The park covers more than one half million acres, so since you can’t see everything, here are a few highlights you won’t want to miss:

  • Cataloochee Valley – Surrounded by rugged mountain peaks, this valley was home to 1,200 people back in 1910, and several of its historic buildings have been preserved, including two churches, a school and several homes and outbuildings. It’s also a great place to view deer, elk, turkey and other wildlife, especially in the mornings and evenings. For any hikers in the group, the Boogerman Trail offers a seven-mile loop through an old growth forest.

  • Roaring Fork – As you might guess from its name, this is a rushing mountain stream, and one of the largest and fastest moving streams in the park. When you’re visiting this area, you can take the Roaring Fork Motor Nature Trail, take a self-guided walking tour of an authentic mountain farmstead and/or take a moderately strenuous 5.4 mile roundtrip hike to one of the park’s most popular waterfalls.

  • Cades Cove – The setting of this lush valley is as idyllic as its name suggests.
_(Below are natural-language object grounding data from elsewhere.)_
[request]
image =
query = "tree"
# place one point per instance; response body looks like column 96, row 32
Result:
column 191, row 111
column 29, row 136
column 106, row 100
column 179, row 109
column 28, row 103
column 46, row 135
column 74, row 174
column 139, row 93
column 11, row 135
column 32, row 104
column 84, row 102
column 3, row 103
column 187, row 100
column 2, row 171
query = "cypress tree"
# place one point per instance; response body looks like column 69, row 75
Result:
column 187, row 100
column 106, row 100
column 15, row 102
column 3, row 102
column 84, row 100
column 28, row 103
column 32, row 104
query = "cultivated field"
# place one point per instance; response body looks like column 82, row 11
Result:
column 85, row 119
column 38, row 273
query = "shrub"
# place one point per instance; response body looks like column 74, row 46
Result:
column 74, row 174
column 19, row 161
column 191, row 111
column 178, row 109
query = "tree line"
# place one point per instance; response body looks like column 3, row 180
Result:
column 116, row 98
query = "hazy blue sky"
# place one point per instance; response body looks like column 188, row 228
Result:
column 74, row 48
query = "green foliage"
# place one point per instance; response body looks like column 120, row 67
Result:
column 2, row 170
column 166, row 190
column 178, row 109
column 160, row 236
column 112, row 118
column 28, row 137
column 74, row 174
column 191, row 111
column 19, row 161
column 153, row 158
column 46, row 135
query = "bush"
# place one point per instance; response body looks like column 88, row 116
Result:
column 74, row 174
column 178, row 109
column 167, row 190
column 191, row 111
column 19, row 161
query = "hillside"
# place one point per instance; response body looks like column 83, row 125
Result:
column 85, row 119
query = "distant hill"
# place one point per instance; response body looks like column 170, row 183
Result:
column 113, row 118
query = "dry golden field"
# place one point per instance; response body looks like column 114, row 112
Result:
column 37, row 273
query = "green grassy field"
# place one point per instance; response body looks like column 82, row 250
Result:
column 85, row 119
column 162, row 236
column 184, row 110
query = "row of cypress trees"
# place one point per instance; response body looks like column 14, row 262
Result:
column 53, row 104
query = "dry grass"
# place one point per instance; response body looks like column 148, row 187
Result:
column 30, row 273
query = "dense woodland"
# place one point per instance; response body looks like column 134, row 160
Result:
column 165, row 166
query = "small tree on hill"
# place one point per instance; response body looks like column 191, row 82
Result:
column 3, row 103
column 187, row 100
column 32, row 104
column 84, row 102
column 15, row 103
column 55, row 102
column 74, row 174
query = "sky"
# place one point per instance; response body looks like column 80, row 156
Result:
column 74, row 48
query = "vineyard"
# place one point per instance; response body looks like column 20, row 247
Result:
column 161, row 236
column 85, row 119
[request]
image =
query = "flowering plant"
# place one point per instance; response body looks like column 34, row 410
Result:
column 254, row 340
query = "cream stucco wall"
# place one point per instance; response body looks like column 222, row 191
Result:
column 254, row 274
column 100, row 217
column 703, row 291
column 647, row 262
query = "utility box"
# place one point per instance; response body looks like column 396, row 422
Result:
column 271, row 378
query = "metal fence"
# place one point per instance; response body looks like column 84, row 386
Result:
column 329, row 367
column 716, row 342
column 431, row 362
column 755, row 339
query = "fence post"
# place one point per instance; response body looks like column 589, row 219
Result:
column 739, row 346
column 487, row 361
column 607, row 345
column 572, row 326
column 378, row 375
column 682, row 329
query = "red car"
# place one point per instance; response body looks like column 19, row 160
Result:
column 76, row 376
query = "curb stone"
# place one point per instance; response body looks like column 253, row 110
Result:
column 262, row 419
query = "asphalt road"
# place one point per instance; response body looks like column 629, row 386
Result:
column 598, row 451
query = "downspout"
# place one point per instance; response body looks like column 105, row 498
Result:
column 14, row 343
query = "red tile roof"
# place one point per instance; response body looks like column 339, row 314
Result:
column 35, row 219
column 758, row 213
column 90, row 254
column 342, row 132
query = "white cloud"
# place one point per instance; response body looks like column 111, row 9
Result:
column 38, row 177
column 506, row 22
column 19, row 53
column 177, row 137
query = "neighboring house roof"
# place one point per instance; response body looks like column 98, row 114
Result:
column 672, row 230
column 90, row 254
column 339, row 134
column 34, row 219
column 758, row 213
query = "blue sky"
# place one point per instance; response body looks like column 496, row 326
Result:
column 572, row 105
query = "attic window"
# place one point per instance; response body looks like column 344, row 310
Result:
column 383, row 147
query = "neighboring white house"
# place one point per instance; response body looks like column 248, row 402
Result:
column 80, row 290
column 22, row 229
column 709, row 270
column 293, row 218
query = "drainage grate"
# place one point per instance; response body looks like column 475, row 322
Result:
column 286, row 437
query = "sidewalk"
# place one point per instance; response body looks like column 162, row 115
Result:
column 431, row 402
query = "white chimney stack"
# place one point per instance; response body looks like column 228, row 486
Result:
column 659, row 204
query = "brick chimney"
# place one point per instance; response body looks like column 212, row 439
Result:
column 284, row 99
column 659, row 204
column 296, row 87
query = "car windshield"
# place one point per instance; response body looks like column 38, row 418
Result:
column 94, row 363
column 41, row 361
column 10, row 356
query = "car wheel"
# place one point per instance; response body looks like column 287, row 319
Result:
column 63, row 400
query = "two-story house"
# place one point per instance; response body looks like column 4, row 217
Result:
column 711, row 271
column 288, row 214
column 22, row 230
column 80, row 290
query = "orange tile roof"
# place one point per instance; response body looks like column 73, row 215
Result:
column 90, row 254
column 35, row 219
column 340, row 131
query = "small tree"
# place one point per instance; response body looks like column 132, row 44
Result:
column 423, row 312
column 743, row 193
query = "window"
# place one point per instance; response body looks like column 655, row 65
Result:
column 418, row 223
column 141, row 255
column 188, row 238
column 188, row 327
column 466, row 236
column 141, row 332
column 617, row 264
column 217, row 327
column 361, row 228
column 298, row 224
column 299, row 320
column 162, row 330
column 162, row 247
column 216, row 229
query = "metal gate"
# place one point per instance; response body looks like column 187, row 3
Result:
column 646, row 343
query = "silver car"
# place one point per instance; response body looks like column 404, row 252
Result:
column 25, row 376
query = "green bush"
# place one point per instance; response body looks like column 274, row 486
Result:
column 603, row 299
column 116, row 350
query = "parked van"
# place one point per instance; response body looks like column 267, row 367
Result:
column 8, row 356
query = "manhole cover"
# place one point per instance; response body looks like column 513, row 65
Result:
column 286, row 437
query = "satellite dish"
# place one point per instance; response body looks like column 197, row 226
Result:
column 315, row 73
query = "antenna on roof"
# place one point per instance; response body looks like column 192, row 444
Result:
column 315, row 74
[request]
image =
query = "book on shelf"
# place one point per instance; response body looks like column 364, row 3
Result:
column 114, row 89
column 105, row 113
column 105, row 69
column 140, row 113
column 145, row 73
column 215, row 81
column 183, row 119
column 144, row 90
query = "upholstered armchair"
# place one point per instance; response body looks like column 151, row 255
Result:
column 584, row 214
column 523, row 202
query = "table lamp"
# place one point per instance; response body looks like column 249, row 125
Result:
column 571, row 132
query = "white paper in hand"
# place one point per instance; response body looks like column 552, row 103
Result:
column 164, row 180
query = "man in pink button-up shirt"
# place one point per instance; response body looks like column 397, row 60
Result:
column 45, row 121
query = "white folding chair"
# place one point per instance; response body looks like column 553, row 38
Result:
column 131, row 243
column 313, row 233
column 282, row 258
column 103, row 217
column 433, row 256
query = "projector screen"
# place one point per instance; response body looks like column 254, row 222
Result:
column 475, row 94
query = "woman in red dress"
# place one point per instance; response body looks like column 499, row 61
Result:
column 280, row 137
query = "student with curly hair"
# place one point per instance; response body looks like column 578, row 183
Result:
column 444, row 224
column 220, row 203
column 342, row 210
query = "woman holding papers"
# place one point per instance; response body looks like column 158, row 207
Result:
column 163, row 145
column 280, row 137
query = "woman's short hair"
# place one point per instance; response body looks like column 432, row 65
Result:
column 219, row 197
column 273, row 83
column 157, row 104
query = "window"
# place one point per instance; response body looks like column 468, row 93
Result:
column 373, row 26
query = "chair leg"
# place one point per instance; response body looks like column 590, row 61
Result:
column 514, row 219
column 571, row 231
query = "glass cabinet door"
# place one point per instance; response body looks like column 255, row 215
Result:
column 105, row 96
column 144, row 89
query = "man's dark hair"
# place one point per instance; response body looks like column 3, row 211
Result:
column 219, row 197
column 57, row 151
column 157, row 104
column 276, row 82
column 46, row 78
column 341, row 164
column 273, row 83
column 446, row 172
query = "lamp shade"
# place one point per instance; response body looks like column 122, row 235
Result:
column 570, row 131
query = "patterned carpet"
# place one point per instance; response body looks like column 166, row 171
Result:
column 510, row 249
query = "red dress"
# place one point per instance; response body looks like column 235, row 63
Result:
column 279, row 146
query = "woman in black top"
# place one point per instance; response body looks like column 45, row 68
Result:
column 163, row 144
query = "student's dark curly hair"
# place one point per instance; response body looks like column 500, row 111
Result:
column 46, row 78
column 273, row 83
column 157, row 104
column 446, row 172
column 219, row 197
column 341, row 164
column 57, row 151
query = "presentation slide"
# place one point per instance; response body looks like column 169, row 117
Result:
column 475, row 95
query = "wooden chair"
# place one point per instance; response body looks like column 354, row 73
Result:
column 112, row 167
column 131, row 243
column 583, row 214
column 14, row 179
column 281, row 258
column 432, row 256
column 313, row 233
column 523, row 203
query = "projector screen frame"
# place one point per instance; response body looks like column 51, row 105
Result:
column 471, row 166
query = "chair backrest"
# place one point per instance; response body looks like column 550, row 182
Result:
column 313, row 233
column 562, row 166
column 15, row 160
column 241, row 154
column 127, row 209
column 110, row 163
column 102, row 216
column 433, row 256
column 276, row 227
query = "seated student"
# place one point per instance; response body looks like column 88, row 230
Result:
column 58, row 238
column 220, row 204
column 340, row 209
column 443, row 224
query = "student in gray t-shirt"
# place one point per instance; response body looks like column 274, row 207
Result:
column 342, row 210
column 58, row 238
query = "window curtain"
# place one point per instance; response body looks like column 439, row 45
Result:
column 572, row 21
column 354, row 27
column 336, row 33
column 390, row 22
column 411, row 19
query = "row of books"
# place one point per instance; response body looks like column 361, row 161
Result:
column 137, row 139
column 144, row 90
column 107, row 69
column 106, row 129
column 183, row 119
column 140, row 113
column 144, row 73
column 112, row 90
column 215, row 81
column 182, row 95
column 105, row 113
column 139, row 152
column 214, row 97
In the early 1800s, it was home to a thriving community of more than 250 settlers, and many of its buildings, including churches, a working grist mill, barns, log houses and other structures have been faithfully restored and can still be seen today. Thanks to an 11-mile loop road, it’s easy to take in the sights of Cades Cove at a leisurely pace.

  • Clingmans Dome – Measuring more than 6,600 feet tall, Clingmans Dome is the highest point in the Great Smoky Mountains National Park. Depending on weather and air conditions, the views from the top can span from 20 to 100 miles, and the temperature can be 10-20 degrees cooler than at the base. The Appalachian Trail crosses Clingmans Dome, and it is the highest part on the trail between Georgia and Maine.

Also, be sure to take in some authentic Appalachian culture when you’re in the area. The region proudly embraces its past through art, music and dance.

Helpful resource: If you own an iPhone or Android smart phone, you can download a free Smokies Visitor Guide that includes information on trip planning, recreation and services along with a park map.

Where to Camp: Twin Creek RV Resort (Gatlinburg) – Family owned and operated since 1984, Twin Creek RV Resort offers the peace and beauty of camping with all of the comforts and conveniences of a full-service RV resort. Just imagine going to sleep with the sound of a rippling stream just outside your window. Twin Creek also offers on-site car rentals, camper supplies and grocery store, a playground and free Wi-Fi. Sorry, no tents and there are some pet restrictions.

Cove Creek RV Resort (Sevierville) – Cove Creek RV Resort offers luxury RV living with an unencumbered view of Cove Mountain in the peaceful Smoky Mountain area known as Wears Valley, right between Pigeon Forge and Townsend, TN. This upscale RV campground location offers convenient access to the Great Smoky Mountains National Park, Cades Cove, and Townsend river tubing, and the best Pigeon Forge attractions including Dollywood, Titanic Museum, live entertainment, and great restaurants.